The park spans across the southern Laguna municipalities of Majayjay, Nagcarlan, Liliw, Rizal and San Pablo and the northern Quezon municipalities of Dolores, Candelaria, Sariaya, Lucban and Tayabas. It covers the entire 10,784.05 ha Mount Banahaw with its three peaks: Mount Banahaw de Dolores, Mount Banahaw de Lucban and Mount Banahaw de Tayabas, and the entire 116.54 ha Mount San Cristobal. The area includes the headwaters of eight rivers namely, the Kinabuhayan, Talong Ambon, Balayong, Maimpis, Dalitiwan, Malinao, Nagcarlan and San Diego Rivers which provide water for domestic consumption and irrigation of surrounding communities. It is also the location of several waterfalls which are popular among pilgrims and devotees such as the Santa Lucia, Suplina and Cristalino Falls on Mount San Cristobal in Dolores.

The protected area is characterized by dipterocarp forest, covering the lower slopes, montane forest above 900 m, and mossy forest around the peak. There are also areas of coconut plantations and fruit trees in the lower slopes including areas of kaingin.

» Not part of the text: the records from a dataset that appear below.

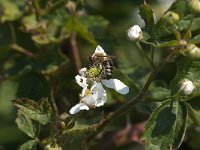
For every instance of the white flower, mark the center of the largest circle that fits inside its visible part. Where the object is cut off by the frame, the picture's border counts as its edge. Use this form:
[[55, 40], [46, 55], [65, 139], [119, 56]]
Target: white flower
[[95, 97], [82, 81], [187, 87], [135, 33], [99, 51], [93, 94]]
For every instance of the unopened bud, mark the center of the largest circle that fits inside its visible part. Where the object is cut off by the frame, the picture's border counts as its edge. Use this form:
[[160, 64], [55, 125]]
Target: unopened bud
[[187, 87], [194, 6], [192, 51], [135, 33], [171, 17]]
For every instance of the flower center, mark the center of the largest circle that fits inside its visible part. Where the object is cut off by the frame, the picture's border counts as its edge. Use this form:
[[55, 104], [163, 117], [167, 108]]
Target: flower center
[[94, 71], [87, 92]]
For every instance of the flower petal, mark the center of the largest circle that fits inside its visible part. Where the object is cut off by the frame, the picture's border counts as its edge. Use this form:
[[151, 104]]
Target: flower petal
[[99, 94], [78, 107], [82, 71], [99, 51], [117, 85], [82, 81], [97, 97]]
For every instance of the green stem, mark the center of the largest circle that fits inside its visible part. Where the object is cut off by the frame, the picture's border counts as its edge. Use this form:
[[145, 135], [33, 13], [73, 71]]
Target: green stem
[[13, 33], [142, 52], [140, 96]]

It also contains some historical and religious attractions such as: a shrine dedicated to Hermano Pule and caves that have been converted into religious shrines.

==History==
The park was originally established in 1921 as the Mount Banahao Forest Reserve covering an area of 12,858 ha. It was established through Proclamation No. 42 signed by Governor-General Leonard Wood for the reforestation, conservation and water protection of the area comprising mounts Banahao and San Cristobal. In 1941, President Manuel Luis Quezon signed Proclamation No. 716 reducing its size to 11,133.30 ha divided into two parcels and declaring it a national park. Amendments to its area were made in 1961 and again, in 1966. In 2003, the Mounts Banahaw–San Cristobal National Park was reclassified as a protected landscape under the National Integrated Protected Areas System with the issuance of Proclamation No. 411 by President Gloria Arroyo.

==Biodiversity==
Banahaw–San Cristobal is home to several endemic fauna which includes the Philippine pygmy fruit bat, Luzon fruit bat, Small Luzon forest mouse and Philippine warty pig. It is also inhabited by amphibians such as the Banahao forest frog, Naomi's forest frog, Japanese bullet frog, common forest tree frog, the Sphenomorphus steerei and Platymantis montanus.

The park is also home to a threatened and restricted-range bird population recorded in 2001 such as the Philippine eagle, Philippine eagle-owl, Flame-breasted fruit dove and Philippine cockatoo. It also hosts a number of unique flora including palms, ferns and mahogany trees such as the Aglaia banahaensis.